Não o conheci pessoalmente, mas conversei com muita gente que o conheceu, que conviveu com ele aqui na firma. Ele era muito bom mesmo, segundo a opinião geral. E por mais incrível que possa parecer pelo que diz o pessoal o tal diretor vivia pra empresa, não tinha vida própria e aparentemente não dormia, estava sempre ligado. O cara era incansável mesmo.
Reza a lenda que ele migrava sempre, trocava de sala quase que semanalmente e só era encontrado por quem e quando queria, no mundo físico. Porque no mundo virtual, ele estava a um click de qualquer um.
A minha discordância quanto ao primeiro relato é sobre a supercapacidade que se atribui a Norite. O cara era muito bom executando ordens, controlando funcionários, observando o que os outros criavam e analisando tecnicamente os programas. E isso sem dúvida é muito útil para uma empresa, principalmente se essa figura trabalha 24 horas por dia e sete dias por semana!

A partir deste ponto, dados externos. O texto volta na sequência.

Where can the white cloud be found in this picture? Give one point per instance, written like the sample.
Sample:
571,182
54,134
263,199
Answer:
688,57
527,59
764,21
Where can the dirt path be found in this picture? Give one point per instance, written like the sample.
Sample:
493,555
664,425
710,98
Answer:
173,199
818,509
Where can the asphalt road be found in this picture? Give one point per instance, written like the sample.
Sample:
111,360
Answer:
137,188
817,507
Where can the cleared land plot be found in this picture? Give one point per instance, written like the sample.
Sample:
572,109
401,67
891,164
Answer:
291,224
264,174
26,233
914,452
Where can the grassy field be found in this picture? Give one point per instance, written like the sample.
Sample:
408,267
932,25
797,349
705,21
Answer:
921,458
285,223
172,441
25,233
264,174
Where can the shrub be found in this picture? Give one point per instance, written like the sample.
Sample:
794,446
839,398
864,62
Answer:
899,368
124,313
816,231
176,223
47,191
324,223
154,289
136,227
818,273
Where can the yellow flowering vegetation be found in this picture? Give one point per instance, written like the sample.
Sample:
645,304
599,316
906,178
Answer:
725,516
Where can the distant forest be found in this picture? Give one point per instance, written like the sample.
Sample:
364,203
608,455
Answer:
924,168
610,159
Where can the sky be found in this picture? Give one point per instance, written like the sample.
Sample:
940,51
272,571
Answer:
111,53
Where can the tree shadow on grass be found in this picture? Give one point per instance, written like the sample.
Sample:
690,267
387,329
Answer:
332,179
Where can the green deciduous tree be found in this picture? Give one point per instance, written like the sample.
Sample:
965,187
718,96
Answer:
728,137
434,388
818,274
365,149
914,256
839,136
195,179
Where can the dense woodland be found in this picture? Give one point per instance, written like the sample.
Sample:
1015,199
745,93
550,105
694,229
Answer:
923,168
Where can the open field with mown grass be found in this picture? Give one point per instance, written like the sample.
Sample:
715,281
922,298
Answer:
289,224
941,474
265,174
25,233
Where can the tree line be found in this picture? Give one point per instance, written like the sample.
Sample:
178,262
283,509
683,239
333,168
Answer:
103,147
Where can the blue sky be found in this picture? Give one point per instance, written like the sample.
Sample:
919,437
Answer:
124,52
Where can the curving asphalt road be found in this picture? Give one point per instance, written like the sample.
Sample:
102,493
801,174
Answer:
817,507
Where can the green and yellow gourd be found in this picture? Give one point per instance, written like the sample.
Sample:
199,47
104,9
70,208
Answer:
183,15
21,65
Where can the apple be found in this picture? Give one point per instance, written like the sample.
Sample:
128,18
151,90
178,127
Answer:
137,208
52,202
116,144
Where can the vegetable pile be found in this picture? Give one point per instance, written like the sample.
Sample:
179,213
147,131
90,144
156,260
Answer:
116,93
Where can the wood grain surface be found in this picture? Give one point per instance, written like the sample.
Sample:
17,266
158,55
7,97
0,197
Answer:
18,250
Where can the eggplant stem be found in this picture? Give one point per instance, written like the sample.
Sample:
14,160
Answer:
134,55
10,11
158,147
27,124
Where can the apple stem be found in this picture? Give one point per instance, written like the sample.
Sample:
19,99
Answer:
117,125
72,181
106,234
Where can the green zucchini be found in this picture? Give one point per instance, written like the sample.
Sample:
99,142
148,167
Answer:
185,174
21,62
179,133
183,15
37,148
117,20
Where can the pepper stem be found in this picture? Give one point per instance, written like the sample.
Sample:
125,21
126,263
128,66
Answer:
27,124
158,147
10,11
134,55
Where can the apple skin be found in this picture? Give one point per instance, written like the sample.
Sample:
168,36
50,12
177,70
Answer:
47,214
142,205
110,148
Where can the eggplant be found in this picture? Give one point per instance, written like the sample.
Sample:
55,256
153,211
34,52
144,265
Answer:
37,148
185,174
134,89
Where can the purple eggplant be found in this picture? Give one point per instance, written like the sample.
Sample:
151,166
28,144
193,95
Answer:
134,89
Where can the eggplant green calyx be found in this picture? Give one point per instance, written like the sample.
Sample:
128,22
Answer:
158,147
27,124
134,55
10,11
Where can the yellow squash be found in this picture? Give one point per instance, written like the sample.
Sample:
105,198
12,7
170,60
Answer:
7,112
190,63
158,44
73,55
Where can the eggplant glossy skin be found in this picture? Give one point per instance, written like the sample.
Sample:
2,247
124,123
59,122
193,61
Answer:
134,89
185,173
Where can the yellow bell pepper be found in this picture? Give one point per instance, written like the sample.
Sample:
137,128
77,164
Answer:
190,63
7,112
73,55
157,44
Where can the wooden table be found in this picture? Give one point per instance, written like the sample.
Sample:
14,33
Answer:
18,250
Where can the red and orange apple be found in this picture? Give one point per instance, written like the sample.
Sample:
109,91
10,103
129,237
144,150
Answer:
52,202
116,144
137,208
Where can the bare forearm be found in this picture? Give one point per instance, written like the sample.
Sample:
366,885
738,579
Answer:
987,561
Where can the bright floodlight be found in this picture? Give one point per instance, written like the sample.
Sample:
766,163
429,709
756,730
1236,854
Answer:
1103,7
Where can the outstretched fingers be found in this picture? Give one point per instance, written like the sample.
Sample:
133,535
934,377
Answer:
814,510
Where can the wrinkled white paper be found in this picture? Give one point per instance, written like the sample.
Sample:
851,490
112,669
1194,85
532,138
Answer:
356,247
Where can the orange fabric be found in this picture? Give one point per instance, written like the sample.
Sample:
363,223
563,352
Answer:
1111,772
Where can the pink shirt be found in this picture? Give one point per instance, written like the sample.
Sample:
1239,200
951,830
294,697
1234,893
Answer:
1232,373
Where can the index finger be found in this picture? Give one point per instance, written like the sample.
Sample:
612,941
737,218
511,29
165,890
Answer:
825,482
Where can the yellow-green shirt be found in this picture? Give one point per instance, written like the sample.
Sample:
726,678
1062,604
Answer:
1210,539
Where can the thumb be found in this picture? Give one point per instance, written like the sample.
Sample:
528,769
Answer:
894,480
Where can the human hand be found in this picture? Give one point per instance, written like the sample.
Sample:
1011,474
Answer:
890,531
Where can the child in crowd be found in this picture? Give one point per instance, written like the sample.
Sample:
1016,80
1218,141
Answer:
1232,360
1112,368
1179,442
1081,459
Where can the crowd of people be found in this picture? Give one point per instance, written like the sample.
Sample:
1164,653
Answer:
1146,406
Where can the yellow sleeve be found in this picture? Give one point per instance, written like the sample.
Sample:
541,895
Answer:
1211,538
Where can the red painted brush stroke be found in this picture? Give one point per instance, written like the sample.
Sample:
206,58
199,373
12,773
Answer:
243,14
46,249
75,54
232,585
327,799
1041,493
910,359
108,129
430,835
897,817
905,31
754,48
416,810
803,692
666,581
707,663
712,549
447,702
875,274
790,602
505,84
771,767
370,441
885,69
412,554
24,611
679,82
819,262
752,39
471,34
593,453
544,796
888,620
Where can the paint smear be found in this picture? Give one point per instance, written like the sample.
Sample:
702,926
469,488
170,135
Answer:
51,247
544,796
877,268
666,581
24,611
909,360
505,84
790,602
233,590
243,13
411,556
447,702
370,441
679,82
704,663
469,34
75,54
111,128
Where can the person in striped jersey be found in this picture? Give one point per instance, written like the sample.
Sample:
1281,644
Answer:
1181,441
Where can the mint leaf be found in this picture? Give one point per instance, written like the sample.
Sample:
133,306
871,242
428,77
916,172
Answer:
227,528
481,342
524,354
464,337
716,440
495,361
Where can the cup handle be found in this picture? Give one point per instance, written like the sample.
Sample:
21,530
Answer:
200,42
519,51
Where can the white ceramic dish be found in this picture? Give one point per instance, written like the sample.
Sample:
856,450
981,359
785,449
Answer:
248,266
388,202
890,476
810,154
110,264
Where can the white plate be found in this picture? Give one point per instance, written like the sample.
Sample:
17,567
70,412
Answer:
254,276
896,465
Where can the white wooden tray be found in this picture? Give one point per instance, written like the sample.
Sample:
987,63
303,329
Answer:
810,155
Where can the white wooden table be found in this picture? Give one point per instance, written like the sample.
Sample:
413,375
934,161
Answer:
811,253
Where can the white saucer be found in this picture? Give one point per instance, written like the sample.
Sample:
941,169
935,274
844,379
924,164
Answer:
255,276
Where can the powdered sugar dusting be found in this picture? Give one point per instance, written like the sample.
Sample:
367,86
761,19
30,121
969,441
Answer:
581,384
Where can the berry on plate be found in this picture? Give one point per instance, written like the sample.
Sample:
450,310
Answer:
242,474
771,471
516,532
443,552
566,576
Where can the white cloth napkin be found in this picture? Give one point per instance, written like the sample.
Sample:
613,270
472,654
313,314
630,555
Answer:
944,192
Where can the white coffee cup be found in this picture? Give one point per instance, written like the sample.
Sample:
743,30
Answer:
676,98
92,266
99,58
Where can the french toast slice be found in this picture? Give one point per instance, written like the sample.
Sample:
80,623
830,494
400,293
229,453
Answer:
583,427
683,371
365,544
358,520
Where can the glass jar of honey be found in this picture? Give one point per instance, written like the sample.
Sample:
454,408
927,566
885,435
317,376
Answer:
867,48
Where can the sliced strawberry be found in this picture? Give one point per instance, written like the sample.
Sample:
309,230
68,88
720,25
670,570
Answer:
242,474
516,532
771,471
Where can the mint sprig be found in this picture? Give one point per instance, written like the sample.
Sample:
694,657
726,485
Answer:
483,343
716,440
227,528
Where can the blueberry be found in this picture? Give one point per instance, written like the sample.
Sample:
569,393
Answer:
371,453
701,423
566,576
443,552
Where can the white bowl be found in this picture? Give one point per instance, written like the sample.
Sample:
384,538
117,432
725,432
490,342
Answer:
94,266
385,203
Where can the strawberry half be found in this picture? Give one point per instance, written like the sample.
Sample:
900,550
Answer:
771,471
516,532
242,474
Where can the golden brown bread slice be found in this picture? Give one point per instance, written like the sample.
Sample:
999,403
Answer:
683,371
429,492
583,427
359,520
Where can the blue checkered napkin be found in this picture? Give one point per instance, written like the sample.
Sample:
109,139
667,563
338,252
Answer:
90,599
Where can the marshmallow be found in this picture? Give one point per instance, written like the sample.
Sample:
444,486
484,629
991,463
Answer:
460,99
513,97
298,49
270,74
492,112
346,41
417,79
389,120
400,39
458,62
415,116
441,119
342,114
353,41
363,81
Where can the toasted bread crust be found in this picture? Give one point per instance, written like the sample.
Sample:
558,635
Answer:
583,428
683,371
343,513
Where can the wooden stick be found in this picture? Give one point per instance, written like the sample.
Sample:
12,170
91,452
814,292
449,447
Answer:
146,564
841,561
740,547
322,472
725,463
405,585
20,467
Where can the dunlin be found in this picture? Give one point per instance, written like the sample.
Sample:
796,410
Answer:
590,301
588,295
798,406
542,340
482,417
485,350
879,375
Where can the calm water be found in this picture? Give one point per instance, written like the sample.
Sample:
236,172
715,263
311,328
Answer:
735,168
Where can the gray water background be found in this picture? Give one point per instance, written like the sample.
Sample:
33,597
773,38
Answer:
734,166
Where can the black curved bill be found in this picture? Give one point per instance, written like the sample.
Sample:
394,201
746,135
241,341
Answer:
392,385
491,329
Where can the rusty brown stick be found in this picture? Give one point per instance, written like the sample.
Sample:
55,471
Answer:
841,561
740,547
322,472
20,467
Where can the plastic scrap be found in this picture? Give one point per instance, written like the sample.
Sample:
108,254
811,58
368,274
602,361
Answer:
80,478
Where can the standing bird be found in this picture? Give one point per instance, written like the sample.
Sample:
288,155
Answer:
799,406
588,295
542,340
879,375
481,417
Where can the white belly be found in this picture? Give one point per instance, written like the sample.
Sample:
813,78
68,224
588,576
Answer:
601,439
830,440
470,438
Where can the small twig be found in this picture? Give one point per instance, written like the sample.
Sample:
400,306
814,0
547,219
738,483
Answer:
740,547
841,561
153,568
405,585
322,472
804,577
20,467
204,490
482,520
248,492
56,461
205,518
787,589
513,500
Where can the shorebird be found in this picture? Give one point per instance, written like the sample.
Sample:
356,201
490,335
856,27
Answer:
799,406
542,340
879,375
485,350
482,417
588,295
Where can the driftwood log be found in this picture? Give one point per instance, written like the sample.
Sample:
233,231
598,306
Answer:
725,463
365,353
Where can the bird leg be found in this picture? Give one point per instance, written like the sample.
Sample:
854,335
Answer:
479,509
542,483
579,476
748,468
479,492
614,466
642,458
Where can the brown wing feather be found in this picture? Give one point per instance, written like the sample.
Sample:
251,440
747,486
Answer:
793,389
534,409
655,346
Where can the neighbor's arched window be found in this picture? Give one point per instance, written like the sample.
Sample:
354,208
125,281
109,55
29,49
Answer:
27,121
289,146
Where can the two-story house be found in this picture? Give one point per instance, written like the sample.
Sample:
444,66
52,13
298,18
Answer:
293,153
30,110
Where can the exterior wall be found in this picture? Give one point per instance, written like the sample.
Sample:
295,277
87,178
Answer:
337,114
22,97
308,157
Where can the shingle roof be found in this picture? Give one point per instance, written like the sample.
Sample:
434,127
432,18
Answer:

Mas ninguém falou sobre uma criação sequer do tal “meta-homem!” Ele observava, analisava, era rápido, mas NÃO CRIAVA. Nem aqui nem em qualquer outro lugar, pois, como se sabe, não tinha outra vida senão a profissional.
Conversei com um homem (cujo nome não divulgarei pra evitar possíveis perseguições) que me disse que Norite às vezes tentava criar jogos em linguagem ultrapassada, mas nem isso conseguia.
Se a evolução for Norite, estamos ferrados! Prefiro ser um dorminhoco criativo a ser um técnico incansável. Se o mundo ficar cheio de Norites, nada será inventado. Tudo será apenas supervisionado, analisado com rigor técnico.
Talvez esse ex-diretor seja uma involução. Tomara que ele não tenha vida pessoal mesmo, pois seria um risco ele espalhar genes assim. Pra falar a verdade, melhor que ele nem existisse, que fossem vários homens sob um avatar-diretor, porque uma pessoa assim é um citra-homem e não um ultra-homem ou meta-homem. Sendo mais claro: um cara desse não é humano. Não porque nos ultrapassou, mas porque está abaixo de nós.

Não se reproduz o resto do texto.